Further analysis also revealed that this method can use a fixed small model to detect text content generated by different large models, and the detection accuracy can also be higher than that of DetectGPT.

 

At the same time, they also found that this method has a close relationship with the commonly used logarithmic probability and entropy baseline, thereby deepening their understanding of the relationship between machine-generated text detection methods.Ultimately, the related paper was published under the title "Fast-DetectGPT: Efficient Zero-Shot Detection of Machine-Generated Text via Conditional Probability Curvature" at the International Conference on Learning Representations 2024 (ICLR 2024).

Xihu University PhD student Guangsheng Bao is the first author, and Professor Yue Zhang from Xihu University is the corresponding author[1].

It is also reported that the detection of machine-generated text is of great significance for building a trustworthy artificial intelligence technology system, and it is an area that the laboratory has been continuously focusing on.

Based on this, they plan to advance subsequent research from two aspects:

On one hand, the current detection of machine-generated text mainly adopts two types of methods: model training and zero-sample statistical testing.These two types of methods for detecting machine-generated text mainly rely on some superficial clues of machine-generated text, such as word usage, grammar, style, and other characteristics, without considering in-depth semantic, knowledge, and pragmatic factors.

With the development of large language models, their ability to simulate human language is also continuously strengthening, making it increasingly difficult to distinguish machine-generated text from surface clues.
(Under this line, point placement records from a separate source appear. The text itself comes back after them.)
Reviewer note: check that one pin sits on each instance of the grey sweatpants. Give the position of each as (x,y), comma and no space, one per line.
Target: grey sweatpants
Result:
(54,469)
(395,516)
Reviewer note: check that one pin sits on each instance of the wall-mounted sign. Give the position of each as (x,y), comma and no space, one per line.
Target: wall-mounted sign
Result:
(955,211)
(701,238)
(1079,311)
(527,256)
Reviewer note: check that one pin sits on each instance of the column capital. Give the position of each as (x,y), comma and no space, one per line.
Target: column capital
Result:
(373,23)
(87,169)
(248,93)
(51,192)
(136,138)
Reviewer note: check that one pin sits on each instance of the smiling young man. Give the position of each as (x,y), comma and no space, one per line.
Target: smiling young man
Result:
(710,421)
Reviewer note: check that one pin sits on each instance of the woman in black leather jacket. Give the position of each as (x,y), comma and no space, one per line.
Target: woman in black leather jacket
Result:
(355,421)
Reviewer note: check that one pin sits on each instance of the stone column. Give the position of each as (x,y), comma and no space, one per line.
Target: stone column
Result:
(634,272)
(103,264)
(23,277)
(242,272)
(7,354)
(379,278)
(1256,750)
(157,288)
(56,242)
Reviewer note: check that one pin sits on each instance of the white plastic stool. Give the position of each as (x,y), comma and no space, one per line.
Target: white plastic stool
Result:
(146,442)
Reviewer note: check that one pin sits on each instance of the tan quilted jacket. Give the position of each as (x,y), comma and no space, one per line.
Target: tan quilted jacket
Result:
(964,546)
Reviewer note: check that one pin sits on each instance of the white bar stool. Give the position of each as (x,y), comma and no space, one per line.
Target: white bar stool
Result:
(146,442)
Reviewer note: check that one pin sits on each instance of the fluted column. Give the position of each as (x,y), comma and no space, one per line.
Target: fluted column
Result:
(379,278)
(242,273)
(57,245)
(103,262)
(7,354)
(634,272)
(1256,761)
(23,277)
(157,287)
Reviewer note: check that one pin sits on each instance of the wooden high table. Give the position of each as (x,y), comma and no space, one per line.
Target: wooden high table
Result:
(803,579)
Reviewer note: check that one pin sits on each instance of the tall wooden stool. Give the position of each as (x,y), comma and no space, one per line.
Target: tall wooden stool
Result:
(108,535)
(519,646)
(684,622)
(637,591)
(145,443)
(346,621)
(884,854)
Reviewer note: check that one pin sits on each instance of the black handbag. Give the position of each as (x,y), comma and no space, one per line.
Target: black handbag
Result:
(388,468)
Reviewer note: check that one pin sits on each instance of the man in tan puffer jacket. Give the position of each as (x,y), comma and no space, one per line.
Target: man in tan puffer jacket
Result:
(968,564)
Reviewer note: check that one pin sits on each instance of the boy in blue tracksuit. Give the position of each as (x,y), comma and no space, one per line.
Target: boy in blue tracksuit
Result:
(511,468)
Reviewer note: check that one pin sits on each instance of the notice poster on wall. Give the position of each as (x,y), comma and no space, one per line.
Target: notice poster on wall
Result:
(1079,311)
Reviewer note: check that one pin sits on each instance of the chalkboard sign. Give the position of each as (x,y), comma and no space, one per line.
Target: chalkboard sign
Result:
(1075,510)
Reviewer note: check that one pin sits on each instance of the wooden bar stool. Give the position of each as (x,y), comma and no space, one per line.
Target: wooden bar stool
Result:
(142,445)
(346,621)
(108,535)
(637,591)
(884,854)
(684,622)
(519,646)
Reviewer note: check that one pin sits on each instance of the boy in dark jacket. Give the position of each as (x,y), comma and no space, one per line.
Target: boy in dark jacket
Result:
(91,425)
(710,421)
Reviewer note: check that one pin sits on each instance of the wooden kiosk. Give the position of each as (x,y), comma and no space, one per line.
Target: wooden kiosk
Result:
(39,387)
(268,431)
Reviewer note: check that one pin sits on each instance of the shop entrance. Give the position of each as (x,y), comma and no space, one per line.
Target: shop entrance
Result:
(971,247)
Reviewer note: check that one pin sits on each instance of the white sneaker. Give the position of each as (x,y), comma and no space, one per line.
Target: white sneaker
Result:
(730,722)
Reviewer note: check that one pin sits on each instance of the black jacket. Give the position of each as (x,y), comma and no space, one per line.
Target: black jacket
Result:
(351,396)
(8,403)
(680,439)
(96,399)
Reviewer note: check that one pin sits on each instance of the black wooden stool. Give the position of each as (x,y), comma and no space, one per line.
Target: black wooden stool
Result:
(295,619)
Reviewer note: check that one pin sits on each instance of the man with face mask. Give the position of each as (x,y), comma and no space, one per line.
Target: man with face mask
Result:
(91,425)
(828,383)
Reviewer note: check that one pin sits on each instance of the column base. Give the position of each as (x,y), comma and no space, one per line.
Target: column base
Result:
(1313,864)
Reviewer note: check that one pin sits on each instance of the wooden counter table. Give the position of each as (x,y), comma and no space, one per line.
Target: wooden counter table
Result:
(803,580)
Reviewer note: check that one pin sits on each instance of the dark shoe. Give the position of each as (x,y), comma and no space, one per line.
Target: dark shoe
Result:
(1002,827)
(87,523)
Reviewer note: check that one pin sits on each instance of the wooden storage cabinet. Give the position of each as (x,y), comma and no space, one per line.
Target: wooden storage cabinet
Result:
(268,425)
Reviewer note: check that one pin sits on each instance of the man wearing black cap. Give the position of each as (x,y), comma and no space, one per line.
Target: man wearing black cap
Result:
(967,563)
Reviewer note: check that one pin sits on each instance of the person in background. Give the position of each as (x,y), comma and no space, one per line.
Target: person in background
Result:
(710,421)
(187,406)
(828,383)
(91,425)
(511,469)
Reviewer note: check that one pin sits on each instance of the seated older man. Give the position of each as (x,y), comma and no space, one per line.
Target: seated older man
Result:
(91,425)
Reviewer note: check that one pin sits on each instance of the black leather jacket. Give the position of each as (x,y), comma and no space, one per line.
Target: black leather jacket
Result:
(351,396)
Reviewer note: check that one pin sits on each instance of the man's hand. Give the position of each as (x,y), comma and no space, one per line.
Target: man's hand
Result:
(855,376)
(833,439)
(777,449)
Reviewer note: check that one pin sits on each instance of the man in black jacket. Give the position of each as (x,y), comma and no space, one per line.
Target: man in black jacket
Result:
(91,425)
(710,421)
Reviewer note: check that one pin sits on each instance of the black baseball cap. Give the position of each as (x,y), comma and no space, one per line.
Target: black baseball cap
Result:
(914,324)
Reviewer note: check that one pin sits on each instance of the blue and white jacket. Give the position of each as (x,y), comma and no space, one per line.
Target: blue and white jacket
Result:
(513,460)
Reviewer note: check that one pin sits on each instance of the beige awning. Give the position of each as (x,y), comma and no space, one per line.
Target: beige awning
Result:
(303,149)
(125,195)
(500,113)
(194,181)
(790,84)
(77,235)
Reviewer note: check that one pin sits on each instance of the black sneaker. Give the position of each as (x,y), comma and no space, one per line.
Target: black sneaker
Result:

Therefore, it is necessary to further combine in-depth semantic information of the text to make more accurate judgments.

On the other hand, the current detection of machine-generated text is still in the stage of empirical research and lacks systematic theoretical guidance.

Thus, it is necessary to delve into some fundamental issues, such as:Where are the limits of machine-generated text detection? What are the fundamental factors that influence it?

Can these fundamental factors be surpassed by large language models, making machine-generated text undetectable?

If so, what capabilities would large language models need to cross this threshold?

By exploring these questions, the team also hopes to make their research findings better contribute to the development of large language models.